Monday, July 3, 2023

Preparing Our Souls for Aging - Love 2


Second, the love of God provides a radical affirmation of love for others.  For strangers.  For enemies.

As we get older, the world can become a frightening place.  Everything becomes more dangerous.  A simple walk to the bathroom can be fraught with peril, as one missed step can change or end a life.  That, and our culture now changes constantly around us.  The endless rush to obsolescence and corporate capitalism's relentless remaking of the world means that we can no longer rely on a lifetime of learning and experience.  A once familiar world is suddenly strange and unpredictable and complicated, and that unsettles us.  Makes us feel like we're not sure about the ground under our feet.  That's true both figuratively and literally.

When we feel our vulnerability, our strangeness in a strange land, it becomes easy for us to perceive threats everywhere and in everyone.   Everyone is stealing from us.  Everyone is suspect.   That fear of the strange and the unsettling is pretty much the entire business model of most contemporary media, be it right or left leaning.

As we get older, we need to take care.  Sure.  That's true.  But it's easy to become so hypervigilant against an endless stream of scammers and hucksters and charlatans that we may lose our ability to recognize where God is placing others in our lives.   That's perhaps less true of those who are old right now, but it's going to be a challenge for those of us who will age into the world shaped by the internet.  When we can't trust that the call from our adult child is really a call from our adult child, that both the number and the voice on the other end might be faked, how will we relate to the world?

From that place of fearfulness, the tendency towards social isolation can intensify.  Without stable and sustained face-to-face social ties, places of deep connection to local community, we will find ourselves in a more challenging place than prior generations.  Family structures, for many, have become much more complicated and fragmented, and may prove less of a support.  Friendships are wonderful, but as we tend to befriend our own age demographic, those social networks will age with us.

Right now, are you laying the groundwork for life at the end of life?  Being part of an intergenerational community of faith is a vital part of that experience.  Here, I'm not speaking from the standpoint of crass self-interest.  "Golly, I really need to be part of a church so they'll take care of me."  Nope.  That's not the point, although we will.  That's how we roll, insofar as we are able.

Being part of a church teaches the lifeway of aging, ingraining the ethic we need to age well into us.

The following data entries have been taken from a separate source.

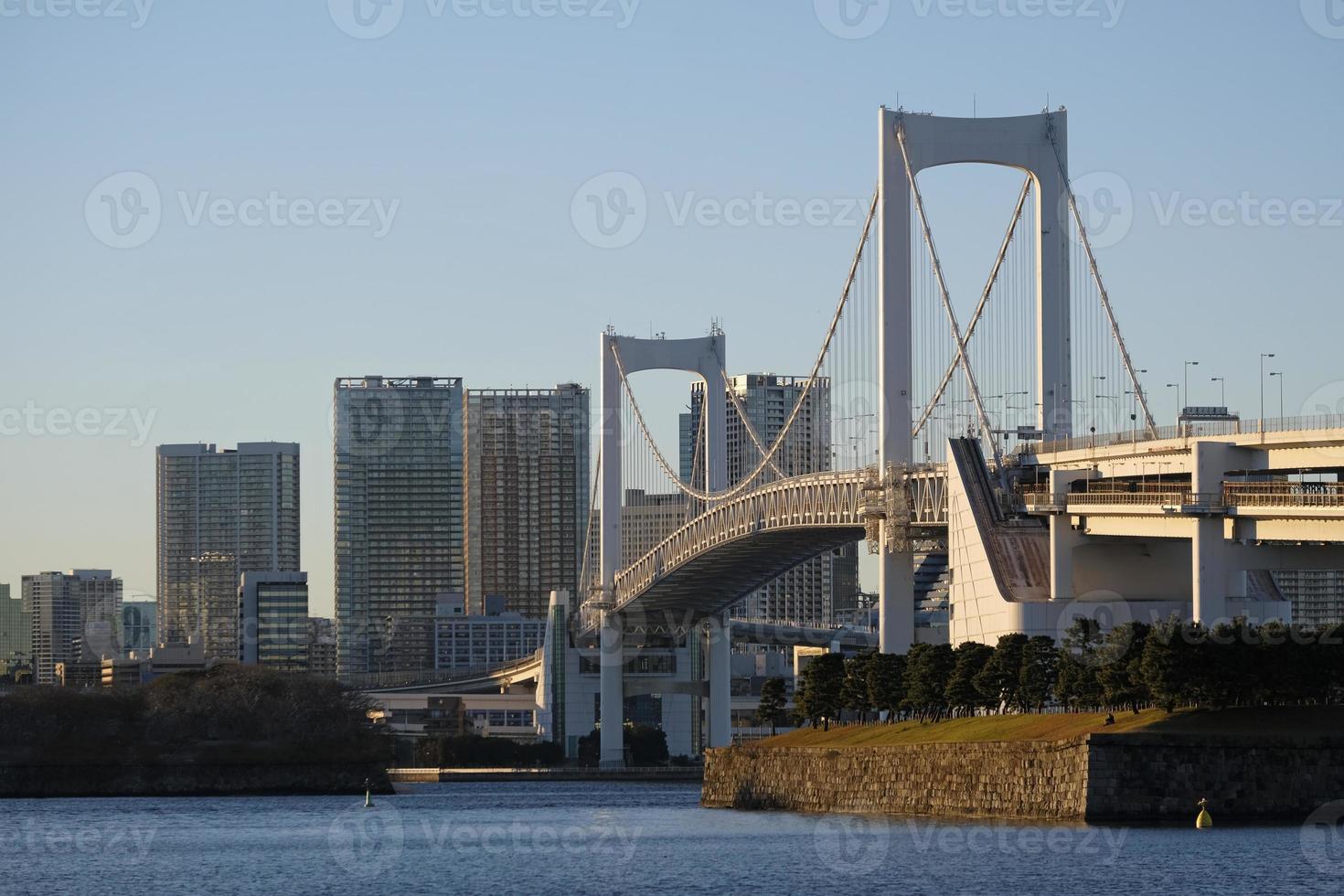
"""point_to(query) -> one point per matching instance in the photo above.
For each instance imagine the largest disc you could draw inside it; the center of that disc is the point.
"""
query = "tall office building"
(398, 470)
(15, 633)
(527, 495)
(74, 618)
(808, 592)
(273, 620)
(220, 513)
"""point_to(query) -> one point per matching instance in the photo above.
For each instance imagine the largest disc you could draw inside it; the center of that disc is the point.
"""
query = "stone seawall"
(1137, 778)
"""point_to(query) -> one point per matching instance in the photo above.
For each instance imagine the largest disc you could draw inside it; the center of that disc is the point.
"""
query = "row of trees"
(1168, 664)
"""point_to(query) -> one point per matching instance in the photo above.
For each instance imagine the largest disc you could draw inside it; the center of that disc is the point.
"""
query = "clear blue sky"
(484, 126)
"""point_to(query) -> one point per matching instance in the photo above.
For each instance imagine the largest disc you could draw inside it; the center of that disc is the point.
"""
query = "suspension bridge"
(1017, 438)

We learn what we will need to know as we age by connecting with those who are living through that phase of life, by visiting and befriending and being part of the lives of those further along in life's journey.   Our duty to care for our elders, to honor our mothers and fathers?  That duty must manifest itself when we are younger, because if we fail in that moral imperative, we can expect to reap the harvest of our neglect.  The measure we give, as Jesus so succinctly put it, is the measure we will receive.

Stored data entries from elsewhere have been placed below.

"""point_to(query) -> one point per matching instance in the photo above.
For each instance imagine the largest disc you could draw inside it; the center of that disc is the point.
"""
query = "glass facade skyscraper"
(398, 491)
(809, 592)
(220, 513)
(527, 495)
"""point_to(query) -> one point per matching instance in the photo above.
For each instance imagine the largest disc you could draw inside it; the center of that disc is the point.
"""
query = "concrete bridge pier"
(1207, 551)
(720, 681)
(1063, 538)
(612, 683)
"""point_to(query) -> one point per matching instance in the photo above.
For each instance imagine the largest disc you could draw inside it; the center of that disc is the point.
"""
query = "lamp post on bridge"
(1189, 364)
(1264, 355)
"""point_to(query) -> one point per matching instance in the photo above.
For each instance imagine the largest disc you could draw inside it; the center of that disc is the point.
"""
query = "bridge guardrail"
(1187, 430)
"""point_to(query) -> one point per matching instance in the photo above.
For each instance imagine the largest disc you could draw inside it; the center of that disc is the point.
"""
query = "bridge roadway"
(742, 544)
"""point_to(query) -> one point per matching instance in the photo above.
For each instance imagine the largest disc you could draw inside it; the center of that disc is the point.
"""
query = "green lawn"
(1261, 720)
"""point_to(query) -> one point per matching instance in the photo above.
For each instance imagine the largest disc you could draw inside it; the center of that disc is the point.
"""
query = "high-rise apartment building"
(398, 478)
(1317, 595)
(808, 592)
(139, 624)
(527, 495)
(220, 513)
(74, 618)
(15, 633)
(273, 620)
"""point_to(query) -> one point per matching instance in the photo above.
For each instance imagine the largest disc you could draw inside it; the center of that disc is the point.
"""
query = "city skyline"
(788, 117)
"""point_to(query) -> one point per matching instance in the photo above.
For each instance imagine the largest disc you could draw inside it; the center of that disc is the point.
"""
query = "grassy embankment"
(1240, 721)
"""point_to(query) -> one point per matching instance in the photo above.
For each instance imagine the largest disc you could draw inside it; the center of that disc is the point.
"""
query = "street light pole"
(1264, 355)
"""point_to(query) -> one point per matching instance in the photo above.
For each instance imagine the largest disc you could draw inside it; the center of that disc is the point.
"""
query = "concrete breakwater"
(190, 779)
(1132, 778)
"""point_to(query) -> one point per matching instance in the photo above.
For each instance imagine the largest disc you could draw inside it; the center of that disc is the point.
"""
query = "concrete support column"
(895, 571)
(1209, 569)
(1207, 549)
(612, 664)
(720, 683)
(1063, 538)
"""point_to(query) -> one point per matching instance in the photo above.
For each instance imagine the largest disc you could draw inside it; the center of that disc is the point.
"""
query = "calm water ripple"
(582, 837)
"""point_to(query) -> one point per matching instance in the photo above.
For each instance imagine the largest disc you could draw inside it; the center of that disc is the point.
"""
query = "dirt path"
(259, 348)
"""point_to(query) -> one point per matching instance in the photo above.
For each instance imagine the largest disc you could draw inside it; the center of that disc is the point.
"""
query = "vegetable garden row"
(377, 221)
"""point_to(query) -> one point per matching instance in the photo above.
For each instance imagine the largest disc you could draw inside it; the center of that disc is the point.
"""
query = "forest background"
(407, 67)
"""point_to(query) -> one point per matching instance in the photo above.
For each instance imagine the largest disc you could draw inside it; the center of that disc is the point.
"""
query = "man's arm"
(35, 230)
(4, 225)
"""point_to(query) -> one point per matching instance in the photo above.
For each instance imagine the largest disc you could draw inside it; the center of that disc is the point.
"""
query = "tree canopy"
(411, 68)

Still and all, while being part of a gathering of Christ-followers increases the probability that we will have supportive community around us as we age, it's not a guarantee.  

We may find ourselves in a place where we are cared for by strangers, where those who shepherd us through to our conclusion are neither family nor part of a now-faded social circle.

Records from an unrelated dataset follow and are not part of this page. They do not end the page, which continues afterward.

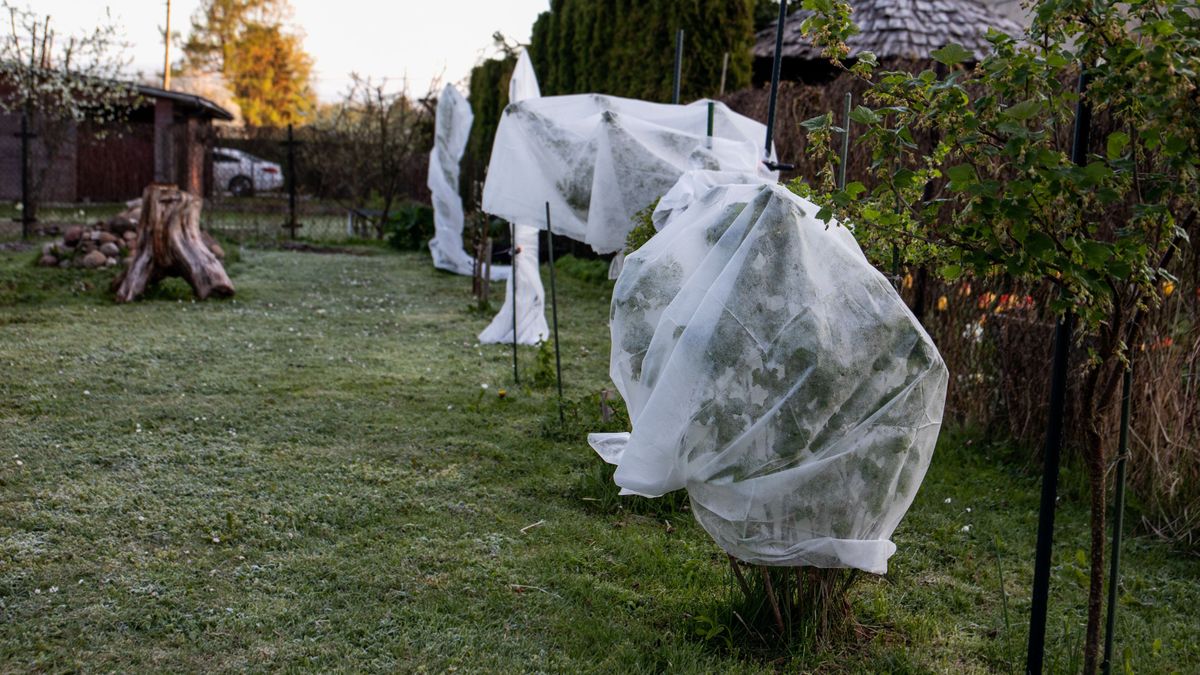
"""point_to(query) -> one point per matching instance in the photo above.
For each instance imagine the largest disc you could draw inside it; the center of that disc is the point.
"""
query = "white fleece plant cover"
(531, 296)
(599, 160)
(775, 375)
(451, 130)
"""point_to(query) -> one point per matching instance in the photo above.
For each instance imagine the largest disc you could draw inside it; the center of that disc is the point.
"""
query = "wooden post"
(163, 142)
(193, 175)
(166, 52)
(291, 177)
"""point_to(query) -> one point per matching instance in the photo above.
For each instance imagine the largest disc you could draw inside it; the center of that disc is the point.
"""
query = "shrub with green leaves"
(972, 174)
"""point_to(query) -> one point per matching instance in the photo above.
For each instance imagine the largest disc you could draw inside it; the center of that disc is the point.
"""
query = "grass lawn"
(311, 477)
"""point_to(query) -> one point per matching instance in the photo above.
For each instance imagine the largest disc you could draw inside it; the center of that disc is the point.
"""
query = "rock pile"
(103, 244)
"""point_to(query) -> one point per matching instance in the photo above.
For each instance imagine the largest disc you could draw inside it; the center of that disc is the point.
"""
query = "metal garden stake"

If that is how we age, then we need to prepare our souls with the discipline of loving strangers.  Because how we treat those who tend to us and get us to the toilet and clean and feed our frail bodies will matter.  If we resent or fear the different, belittle or denigrate those who care for us?  We ourselves will be diminished, not just physically, but spiritually.

Christian faith teaches us to be humble, to accept care with grace, to consider every soul we encounter as a human person worthy of love.  The time to start practicing that discipline of the heart is right now.  Do you love the stranger?  Do you treat those around you with patience and respect, no matter their social status, or your relationship to them?

Are you eager to hear their stories, to connect to the personhood of those you find around you?  Have you allowed the Spirit to root out your pride and bitterness, fear and resentment?  The one who finds us and cares for you, after all, will be our neighbor.